Uncle Art's fun fact: Did you know that parasites make up a majority of species on this planet? That's right, an absolute majority. They could vote us out if they wanted. So let's show some respect for our hitchhiking friends. And you squeamish readers who've complained that the Schopenhauer Awards spend too much time on parasites can just shut your elitist traps. We're just trying to give Spaceship Earth's silent, slimy majority some of the credit they deserve.
This week we salute one of the few parasites who's managed to become a star in his own right. This whimsical little fellow answers to the jaw-breaking moniker "dicrocoelium dendriticum," but he's better known for his elaborate reproduction number. You may have heard of him as the guy who invented that wild snail-to-ant-to-sheep routine. You see, D. D. is one of those ambitious parasites who aren't content to hatch, lay eggs and die in one boring host organism. He's a traveler, an ambitious fellow who won't settle for anything less than premium tour packages. For him to produce the next generation of little D.D.s, this ambitious little fluke has to pass through half the zoo!
Let's zoom in on a lovely field of grass. As we move closer, we see that the ground is covered with thousands of little eggs. These are the cute little newborn liver flukes, just waiting for a host organism to give them a ride on their way to bigger things. And who do they count on for that ride? The humble snail. Now it might seem "yucky" to you, but the little flukes look forward to being sucked up by hungry snails.
They don't need to worry about ending up as snail food, because the snails can't digest the little flukes' tough egg sacs. The eggs slide right through yucky Mister Snail and end up in the snail's excrement, waiting for a transfer to their next host, the hardworking ant.
You see, ants have a real taste for snail excrement, and the little flukes need to get into an ant's gut to reach their dreams.

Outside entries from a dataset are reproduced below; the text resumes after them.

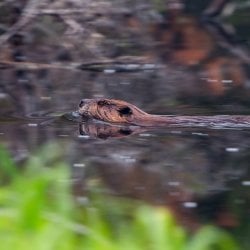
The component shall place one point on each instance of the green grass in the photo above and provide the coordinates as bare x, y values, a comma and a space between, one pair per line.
38, 211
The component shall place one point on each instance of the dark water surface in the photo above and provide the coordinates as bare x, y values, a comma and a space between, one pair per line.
202, 174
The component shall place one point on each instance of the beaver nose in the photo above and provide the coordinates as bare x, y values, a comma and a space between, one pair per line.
82, 102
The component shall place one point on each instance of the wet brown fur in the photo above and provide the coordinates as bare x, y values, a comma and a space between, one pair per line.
121, 112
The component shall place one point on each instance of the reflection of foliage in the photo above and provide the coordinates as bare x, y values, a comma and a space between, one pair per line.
38, 212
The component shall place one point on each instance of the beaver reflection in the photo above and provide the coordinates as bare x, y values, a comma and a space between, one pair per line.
106, 131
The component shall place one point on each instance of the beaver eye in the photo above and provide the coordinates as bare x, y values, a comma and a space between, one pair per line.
125, 111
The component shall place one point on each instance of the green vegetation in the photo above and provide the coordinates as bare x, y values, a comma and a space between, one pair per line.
38, 211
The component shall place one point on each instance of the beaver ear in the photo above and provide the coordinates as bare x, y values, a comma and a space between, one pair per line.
125, 110
103, 102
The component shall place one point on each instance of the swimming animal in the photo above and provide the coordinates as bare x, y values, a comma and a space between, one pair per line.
123, 113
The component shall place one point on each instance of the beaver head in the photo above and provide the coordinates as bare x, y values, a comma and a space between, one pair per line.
110, 110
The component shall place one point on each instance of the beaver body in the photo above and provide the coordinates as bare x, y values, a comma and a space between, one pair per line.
124, 113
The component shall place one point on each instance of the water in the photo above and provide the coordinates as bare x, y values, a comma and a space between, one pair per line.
201, 173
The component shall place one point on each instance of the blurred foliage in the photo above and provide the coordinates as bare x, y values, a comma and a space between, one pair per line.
38, 211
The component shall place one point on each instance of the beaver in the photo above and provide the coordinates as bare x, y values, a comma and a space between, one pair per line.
123, 113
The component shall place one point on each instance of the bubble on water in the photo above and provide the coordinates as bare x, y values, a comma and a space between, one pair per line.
63, 135
174, 183
232, 150
245, 183
109, 71
32, 124
145, 134
199, 134
190, 204
45, 98
79, 165
83, 136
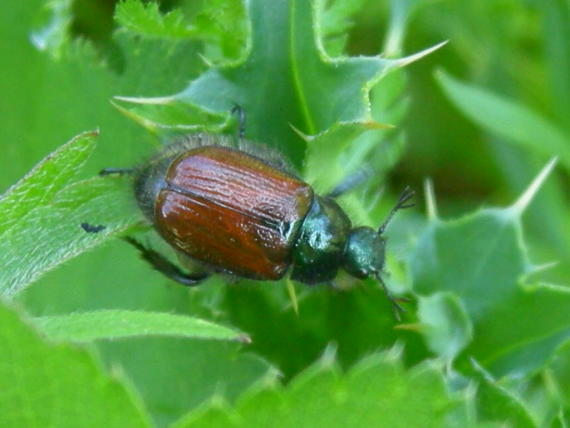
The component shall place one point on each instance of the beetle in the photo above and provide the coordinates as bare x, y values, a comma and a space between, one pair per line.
237, 208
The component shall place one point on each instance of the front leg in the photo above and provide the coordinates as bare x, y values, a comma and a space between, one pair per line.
166, 267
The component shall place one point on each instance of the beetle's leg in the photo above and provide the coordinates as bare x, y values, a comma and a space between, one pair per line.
91, 228
240, 113
167, 268
403, 202
116, 171
350, 182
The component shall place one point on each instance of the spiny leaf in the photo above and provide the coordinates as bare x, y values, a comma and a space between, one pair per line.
482, 259
376, 392
286, 60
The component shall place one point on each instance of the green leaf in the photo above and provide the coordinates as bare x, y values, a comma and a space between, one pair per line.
560, 369
146, 19
376, 392
119, 324
41, 198
286, 42
497, 403
57, 385
220, 24
445, 324
174, 376
482, 259
507, 119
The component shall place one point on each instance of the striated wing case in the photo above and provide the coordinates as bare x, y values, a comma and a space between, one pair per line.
232, 211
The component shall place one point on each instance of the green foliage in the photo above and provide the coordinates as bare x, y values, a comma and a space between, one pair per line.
374, 392
57, 384
114, 324
103, 340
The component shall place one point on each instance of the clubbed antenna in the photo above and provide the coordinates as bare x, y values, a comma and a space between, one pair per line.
403, 202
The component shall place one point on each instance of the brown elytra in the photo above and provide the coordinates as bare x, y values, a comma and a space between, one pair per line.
232, 211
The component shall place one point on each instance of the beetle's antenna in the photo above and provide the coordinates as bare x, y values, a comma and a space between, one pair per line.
240, 113
402, 203
396, 307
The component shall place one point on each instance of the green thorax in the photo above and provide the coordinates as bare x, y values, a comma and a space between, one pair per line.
319, 250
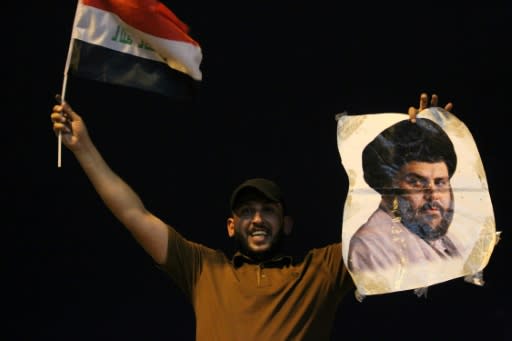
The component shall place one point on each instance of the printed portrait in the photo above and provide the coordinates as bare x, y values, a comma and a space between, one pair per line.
418, 210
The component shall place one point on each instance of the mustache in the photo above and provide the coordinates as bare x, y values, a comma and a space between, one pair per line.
431, 205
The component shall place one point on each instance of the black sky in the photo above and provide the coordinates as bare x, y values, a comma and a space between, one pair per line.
275, 76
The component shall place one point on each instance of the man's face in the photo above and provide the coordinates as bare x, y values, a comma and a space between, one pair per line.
257, 226
426, 199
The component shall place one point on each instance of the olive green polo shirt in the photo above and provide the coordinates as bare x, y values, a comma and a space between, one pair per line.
276, 300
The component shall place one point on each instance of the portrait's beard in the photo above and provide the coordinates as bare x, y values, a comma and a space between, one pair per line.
276, 247
419, 222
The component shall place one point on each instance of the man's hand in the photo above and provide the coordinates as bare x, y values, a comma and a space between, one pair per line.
424, 104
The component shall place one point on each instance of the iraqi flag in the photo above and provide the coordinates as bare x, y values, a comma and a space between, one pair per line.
134, 43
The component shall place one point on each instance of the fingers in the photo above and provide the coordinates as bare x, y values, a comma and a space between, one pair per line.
434, 100
423, 101
412, 114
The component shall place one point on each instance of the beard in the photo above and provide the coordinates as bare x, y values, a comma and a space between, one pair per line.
417, 221
275, 248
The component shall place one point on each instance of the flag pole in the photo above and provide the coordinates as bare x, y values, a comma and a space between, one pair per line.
61, 98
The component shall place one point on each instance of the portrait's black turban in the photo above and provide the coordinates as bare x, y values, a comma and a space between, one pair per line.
423, 141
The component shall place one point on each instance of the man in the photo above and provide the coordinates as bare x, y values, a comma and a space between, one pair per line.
261, 293
410, 165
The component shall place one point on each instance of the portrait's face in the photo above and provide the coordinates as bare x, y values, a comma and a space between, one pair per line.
426, 198
257, 226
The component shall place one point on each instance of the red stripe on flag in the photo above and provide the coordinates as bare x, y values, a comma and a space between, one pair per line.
149, 16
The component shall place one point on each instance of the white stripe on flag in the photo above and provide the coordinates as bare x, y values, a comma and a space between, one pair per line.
106, 29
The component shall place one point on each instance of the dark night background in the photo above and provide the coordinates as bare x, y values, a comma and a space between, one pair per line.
275, 76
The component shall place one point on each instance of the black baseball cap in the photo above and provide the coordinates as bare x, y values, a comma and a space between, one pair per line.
266, 187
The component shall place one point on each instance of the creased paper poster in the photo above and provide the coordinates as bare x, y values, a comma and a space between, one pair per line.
418, 210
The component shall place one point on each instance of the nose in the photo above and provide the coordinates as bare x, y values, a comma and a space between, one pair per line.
431, 191
256, 217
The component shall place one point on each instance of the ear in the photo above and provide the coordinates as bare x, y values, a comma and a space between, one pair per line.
230, 224
287, 225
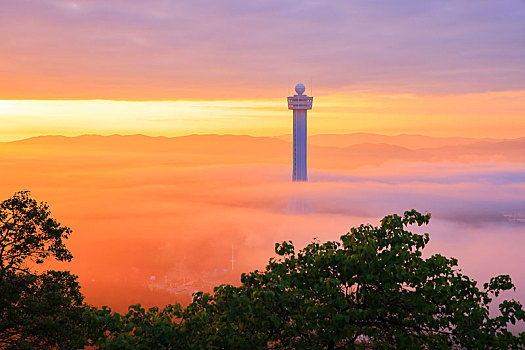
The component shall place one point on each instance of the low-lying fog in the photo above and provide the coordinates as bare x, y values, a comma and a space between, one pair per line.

So they let themselves get swallowed by the ant, then go to work. Pop! go the all the thousands of little flukes once they're in the ant's guts. Then they get their little teeth going, chewing and chewing until they've chewed their way right out onto the ant's exoskeleton.
Of course, the ant doesn't think it's much fun to feel all the little flukes' sharp puppy teeth chewing through his stomach. In fact, all those holes would kill the poor ant -- but the baby flukes have thought of everything. As soon as they've chewed their way out, they turn right around and patch up the holes they chewed.
It's not that the little baby flukes feel sorry for Mister Ant. No, they just need him alive a little bit longer, because they're going to use him as their getaway car in the next stage of their cruise to the top.
This is the wildest stage of the whole caper. You see, while hundreds and hundreds of little flukes are chewing through Mister Ant, one little fluke -- just one, who's elected by the whole bunch -- gets the important job of chewing his way up into Mister Ant's little brain. This little secret-agent fluke has a mission: he's got to chew up part of the ant-brain. All the other little flukes, waiting on the ant's belly, are depending on this one special friend.
When the little lobotomy is completed, the ant turns into nothing but a fluke limo! He climbs up to the top of the nearest blade of grass and clamps on to it, steered by the fluke in his brain. That's the end of the line for Mister Ant, but the start of a great time for all the little flukes. They're listening for their next helper, the silly old sheep!
The flukes need this silly, shaggy sheep because they can only lay their eggs in a sheep's intestine. So they wait until they hear the CHOMP-CHOMP-CHOMP noise that says the sheep is coming. Then they close their eyes, and when they wake up they're right where they always wanted to be, down there in a nice warm sheep stomach, where they get down to work mating and producing thousands and thousands of little fluke eggs.